Em 1969, Gilberto Gil antevia, num rock psicodélico, os paradoxos e dependências do abuso da tecnologia de hoje
Por Bruno Marques
Canção futurista, que anteviu o que para todos hoje é comum, Cérebro Eletrônico abre o terceiro álbum de estúdio o cantor e compositor brasileiro Gilberto Gil, lançado em 1969.
Trata-se de um rock psicodélico – forte característica do movimento tropicalista, com elementos de funk americano e pitadas de jazz. Esses sabores se evidenciam ainda mais ao vivo, quando vem também com várias ‘batucadas’.
Na letra, bastante profética, Gil, que trabalhou na Gessy Lever de São Paulo em meados dos anos 60, aborda – em meio a eletrizantes ondas distorcidas – a relação entre o ser humano e a tecnologia.
Produção e regravação
A produção é de Manoel Barenbein.
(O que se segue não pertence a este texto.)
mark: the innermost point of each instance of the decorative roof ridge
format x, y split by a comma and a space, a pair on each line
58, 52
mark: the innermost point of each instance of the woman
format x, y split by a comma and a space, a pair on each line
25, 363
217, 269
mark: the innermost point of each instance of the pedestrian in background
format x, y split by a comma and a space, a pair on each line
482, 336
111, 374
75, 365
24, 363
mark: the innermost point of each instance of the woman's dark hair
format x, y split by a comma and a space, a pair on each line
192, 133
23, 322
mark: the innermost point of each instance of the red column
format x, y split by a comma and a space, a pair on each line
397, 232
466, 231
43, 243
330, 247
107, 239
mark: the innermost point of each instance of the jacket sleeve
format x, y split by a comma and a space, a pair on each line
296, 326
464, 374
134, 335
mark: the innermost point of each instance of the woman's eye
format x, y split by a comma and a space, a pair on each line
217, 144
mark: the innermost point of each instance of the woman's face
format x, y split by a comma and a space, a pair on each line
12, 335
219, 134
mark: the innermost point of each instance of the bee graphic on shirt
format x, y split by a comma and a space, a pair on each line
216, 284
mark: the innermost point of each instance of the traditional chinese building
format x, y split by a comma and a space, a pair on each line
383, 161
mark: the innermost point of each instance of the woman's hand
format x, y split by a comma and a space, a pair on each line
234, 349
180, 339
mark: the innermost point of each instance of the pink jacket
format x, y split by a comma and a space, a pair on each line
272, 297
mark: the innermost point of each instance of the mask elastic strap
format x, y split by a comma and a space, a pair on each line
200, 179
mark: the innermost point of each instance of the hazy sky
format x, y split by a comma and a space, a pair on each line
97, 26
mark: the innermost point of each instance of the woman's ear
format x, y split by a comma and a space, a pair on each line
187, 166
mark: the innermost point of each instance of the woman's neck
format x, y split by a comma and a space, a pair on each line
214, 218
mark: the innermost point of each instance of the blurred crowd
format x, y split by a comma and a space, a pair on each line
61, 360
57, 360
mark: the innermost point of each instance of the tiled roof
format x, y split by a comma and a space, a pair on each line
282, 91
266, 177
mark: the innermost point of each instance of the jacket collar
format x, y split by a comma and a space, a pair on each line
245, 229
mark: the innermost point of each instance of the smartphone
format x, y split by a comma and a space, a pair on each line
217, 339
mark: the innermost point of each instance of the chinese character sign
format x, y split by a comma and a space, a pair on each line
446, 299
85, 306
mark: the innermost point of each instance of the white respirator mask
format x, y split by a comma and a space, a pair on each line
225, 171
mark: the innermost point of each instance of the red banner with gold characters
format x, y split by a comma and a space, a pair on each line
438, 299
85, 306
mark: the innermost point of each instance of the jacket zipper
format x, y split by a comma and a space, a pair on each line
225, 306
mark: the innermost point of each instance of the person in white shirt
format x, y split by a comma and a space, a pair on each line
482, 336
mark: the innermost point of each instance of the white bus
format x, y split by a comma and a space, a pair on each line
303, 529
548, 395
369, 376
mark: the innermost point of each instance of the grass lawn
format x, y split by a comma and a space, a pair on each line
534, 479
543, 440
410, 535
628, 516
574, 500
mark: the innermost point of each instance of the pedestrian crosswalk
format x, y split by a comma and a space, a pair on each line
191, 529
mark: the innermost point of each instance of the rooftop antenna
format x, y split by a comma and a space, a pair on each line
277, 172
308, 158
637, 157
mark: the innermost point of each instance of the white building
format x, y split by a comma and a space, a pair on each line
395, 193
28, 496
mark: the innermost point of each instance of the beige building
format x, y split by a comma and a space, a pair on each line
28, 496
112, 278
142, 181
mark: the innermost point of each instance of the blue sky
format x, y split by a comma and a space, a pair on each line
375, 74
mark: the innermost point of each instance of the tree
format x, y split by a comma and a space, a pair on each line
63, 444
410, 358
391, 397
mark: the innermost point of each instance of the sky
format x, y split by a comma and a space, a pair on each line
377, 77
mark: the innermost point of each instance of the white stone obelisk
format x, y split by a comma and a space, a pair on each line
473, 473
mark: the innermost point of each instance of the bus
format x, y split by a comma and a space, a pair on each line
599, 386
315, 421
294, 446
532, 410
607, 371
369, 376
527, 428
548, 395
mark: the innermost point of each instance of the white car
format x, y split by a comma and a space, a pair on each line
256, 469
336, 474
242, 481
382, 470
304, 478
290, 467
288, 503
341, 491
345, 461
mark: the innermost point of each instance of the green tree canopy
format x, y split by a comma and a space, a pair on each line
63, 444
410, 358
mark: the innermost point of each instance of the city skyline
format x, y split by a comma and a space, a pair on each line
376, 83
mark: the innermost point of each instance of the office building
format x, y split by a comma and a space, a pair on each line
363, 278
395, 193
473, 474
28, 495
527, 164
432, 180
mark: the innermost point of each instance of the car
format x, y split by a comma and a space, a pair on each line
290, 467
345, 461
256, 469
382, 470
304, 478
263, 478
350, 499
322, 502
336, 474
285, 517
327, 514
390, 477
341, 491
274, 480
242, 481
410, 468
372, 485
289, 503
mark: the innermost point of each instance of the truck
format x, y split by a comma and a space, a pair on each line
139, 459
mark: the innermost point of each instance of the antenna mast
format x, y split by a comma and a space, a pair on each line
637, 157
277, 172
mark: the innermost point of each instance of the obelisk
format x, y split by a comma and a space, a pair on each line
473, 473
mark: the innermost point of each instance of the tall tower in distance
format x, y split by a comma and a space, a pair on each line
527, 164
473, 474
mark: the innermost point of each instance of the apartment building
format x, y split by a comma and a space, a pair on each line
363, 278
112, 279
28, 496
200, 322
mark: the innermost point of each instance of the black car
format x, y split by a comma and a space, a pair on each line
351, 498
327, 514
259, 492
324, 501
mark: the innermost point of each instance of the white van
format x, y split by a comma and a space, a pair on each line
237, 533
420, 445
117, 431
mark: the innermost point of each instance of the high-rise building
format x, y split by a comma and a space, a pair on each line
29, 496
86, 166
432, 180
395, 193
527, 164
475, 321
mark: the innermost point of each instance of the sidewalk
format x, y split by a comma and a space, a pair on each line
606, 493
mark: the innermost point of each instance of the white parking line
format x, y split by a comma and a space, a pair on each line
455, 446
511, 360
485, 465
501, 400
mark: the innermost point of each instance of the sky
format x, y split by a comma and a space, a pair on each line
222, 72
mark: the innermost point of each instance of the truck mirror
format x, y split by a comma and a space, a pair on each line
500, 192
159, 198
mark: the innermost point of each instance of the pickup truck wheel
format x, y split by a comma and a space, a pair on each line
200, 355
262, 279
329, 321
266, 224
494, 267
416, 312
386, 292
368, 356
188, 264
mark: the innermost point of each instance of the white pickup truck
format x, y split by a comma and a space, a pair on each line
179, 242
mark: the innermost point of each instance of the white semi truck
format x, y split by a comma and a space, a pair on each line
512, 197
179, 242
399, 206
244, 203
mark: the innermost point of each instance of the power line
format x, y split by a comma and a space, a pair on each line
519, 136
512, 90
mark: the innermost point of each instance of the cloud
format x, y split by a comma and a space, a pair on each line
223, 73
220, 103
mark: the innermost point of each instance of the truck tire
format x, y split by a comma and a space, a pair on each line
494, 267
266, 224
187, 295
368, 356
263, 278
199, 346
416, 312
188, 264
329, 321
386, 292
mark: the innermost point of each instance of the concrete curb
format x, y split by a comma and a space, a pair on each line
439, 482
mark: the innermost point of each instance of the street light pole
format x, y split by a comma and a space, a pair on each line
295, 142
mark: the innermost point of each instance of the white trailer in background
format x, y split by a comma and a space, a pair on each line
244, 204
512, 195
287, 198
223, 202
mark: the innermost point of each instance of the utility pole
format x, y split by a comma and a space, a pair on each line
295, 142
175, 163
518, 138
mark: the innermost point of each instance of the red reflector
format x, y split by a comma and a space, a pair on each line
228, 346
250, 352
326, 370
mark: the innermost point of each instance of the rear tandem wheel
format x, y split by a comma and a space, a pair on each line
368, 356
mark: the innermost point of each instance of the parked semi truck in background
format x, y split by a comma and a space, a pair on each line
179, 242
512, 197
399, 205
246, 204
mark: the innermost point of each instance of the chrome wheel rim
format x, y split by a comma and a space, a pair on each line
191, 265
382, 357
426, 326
De 1969 para 1996, a canção ganhou uma regravação de Marisa Monte. A faixa foi gravada em 4 canais, entre abril e maio de 1969, e aconteceu poucos meses depois de Gil e Caetano terem sido presos por subversão pela Ditadura Militar, duas semanas depois de decretado o AI-5.
Com o corpo preso na prisão, sua mente fez a canção
Durante os quase dois meses que foi preso injustamente pelo regime militar, Gil manteve a mente ativa. Mesmo encarcerado, compôs Cérebro Eletrônico, Vitrines e Futurível. Essas duas que também estão no álbum. Um boa-praça do cárcere lhe emprestou um violão.
Depois da gravação, Gil foi obrigado a ir embora do país e, em exílio, não pode ver o lançamento do seu trabalho. “O fato de eu ter sido violentado na base de minha condição existencial – meu corpo – e me ver privado da liberdade da ação e do movimento, do domínio pleno de espaço-tempo, de vontade e de arbítrio, talvez tenha me levado a sonhar com substitutivos e a, inconscientemente, pensar nas extensões mentais e físicas do homem, as suas criações mecânicas, nos comandos tele acionáveis que aumentam sua mobilidade e capacidade de agir e criar. Porque essas são ideias que perpassam as três canções”, explicou.